The Supreme Court of New South Wales delivers a surgeon-friendly decision for elective surgery in Morocz v Marshman [2015] NSWSC 325

Proceedings were brought by the plaintiff, against a specialist cardio-thoracic surgeon who performed elective cosmetic surgery on the plaintiff to treat her abnormally sweaty palms. The plaintiff alleged the surgeon had failed to warn her adequately or at all about:

  1. the risk of side-effects of her surgery or the return of her condition; and
  2. alternative non-surgical treatment options.

This case provides practical guidance for doctors as to how to guard against later disagreement with patients about risk warnings, and also confirms that there is no duty on doctors to refuse cosmetic surgery where there is no medical necessity.


The plaintiff presented at the surgeon’s practice to discuss surgical options to treat her abnormally sweaty palms.
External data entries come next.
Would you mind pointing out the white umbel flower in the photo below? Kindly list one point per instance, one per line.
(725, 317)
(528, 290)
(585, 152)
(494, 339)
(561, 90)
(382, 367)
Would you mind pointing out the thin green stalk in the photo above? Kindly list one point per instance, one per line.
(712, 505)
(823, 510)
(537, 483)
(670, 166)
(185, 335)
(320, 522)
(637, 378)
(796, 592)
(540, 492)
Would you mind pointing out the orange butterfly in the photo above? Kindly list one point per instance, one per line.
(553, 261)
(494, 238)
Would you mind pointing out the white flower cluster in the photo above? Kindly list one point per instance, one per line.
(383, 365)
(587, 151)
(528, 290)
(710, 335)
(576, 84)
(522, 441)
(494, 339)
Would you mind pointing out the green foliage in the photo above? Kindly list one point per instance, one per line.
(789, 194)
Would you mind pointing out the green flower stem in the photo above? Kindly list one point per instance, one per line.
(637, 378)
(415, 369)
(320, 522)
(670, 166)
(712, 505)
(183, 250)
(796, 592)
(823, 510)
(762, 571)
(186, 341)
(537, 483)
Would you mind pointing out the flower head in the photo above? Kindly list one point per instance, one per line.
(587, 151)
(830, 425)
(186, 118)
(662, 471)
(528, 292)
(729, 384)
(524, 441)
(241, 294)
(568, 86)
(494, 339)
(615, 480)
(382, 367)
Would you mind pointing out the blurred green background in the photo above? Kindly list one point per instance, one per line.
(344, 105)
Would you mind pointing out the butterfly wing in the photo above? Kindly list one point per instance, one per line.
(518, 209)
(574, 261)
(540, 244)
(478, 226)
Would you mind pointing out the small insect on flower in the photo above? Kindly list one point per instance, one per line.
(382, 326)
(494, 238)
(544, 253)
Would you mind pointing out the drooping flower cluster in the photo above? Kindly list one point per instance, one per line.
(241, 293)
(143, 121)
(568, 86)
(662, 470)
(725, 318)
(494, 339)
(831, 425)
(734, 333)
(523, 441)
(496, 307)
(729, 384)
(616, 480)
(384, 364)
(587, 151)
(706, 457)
In particular, she inquired about a specific procedure  called “bilateral endoscopic thoracic sympathectomy” (the Procedure).1 She asked questions about the Procedure which demonstrated that she had done her own research before consulting the surgeon. During the consultation, the surgeon concluded that the plaintiff was a suitable candidate for the Procedure, and she underwent surgery a short time afterwards.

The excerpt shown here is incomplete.